Preparation of sustained release apremilast-loaded PLGA nanoparticles: in vitro characterization and in vivo pharmacokinetic study in rats

Md Khalid Anwer  1 Muqtader Mohammad  1 Essam Ezzeldin  2   3 Farhat Fatima  1 Ahmed Alalaiwe  1 Muzaffar Iqbal  2   3
Affiliations

Preparation of sustained release apremilast-loaded PLGA nanoparticles: in vitro characterization and in vivo pharmacokinetic study in rats

Md Khalid Anwer et al. Int J Nanomedicine. .

Abstract

Background: Apremilast (APM) is a novel, orally administered small molecule drug approved for treatment of psoriasis or psoriatic arthritis. Due to its low solubility and permeability, it is classified as a class IV drug according to BCS classification. Dose titration is recommended during APM treatment due to its tolerability and twice-daily dosing regimen issues.
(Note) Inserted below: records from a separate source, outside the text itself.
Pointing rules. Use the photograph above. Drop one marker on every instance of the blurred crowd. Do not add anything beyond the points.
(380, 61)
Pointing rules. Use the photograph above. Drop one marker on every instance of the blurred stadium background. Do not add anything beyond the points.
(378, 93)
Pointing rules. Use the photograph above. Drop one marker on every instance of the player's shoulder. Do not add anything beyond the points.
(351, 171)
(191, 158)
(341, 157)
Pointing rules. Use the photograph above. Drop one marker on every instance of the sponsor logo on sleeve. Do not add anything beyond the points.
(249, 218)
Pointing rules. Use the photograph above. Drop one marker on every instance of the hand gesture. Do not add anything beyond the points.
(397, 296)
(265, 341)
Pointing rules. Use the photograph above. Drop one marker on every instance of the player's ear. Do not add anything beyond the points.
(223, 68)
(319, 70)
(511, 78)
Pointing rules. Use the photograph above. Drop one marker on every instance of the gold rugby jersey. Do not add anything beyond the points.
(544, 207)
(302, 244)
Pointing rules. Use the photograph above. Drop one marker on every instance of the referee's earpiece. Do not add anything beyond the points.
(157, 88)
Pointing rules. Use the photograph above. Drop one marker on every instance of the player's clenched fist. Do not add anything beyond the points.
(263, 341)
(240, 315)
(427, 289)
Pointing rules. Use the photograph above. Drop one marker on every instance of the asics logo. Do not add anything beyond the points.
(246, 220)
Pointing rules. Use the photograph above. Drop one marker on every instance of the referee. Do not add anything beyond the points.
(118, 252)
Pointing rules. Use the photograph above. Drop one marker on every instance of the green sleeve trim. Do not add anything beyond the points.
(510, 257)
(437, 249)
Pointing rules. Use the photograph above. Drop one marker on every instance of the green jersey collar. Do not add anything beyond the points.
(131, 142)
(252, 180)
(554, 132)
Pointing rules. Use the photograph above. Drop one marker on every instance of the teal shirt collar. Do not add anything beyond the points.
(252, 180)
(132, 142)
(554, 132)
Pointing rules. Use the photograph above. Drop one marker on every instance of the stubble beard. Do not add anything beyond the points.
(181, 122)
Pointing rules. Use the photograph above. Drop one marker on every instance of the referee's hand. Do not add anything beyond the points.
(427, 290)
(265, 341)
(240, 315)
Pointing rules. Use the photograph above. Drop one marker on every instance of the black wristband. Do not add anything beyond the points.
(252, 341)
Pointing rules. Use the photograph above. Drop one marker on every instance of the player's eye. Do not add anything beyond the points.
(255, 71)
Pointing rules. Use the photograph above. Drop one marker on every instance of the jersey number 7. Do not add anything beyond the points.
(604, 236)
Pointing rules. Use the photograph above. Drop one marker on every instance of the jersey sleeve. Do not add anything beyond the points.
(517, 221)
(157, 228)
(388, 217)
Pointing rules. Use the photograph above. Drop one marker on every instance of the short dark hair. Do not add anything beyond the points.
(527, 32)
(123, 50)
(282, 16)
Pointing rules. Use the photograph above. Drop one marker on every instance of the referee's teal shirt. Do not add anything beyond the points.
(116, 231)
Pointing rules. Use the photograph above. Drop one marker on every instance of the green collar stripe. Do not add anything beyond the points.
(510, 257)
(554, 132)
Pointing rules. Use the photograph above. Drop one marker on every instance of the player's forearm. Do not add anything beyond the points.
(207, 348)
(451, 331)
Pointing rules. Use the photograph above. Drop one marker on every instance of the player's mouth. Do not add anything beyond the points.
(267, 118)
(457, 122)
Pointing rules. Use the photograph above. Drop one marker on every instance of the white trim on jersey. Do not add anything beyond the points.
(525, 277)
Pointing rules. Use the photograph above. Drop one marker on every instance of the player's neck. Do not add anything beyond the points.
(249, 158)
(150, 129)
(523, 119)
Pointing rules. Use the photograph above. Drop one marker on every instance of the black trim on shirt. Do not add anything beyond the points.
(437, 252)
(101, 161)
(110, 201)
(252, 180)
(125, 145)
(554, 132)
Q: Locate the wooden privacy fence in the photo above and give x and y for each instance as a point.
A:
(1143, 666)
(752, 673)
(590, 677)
Materials and methods: In this study, three different APM-loaded PLGA nanoparticles (F1-F3) were prepared by single emulsion and evaporation method. Based on particle size, PDI, zeta potential (ZP), entrapment efficiency (%EE), drug loading (%DL), and spectral characterization, the nanoparticles (F3) were optimized. The F3 nanoparticles were further evaluated for in vitro release and in vivo pharmacokinetic studies in rats.

Results: The optimized nanoparticles (F3) had particles size 307.3±8.5 nm with a low PDI value 0.317, ZP of -43.4±2.6 mV, EE of 61.1±1.9% and DL of 1.9±0.1%. The in vitro release profile showed a sustained release pattern of F3 nanoparticles of APM. The pharmacokinetic results showed 2.25 times increase in bio-availability of F3 nanoparticles compared to normal APM suspension. Moreover, significant increase in half-life and mean residence time confirms long-term retention of F3 nanoparticles.

Conclusion: Bioavailability enhancement along-with long-term retention of the APM-loaded PLGA nanoparticles might be helpful for the once-daily regimen treatment.

Keywords: Poly(D,L-lactide-coglycolide); apremilast; bioavailability; nanoparticles; sustained release.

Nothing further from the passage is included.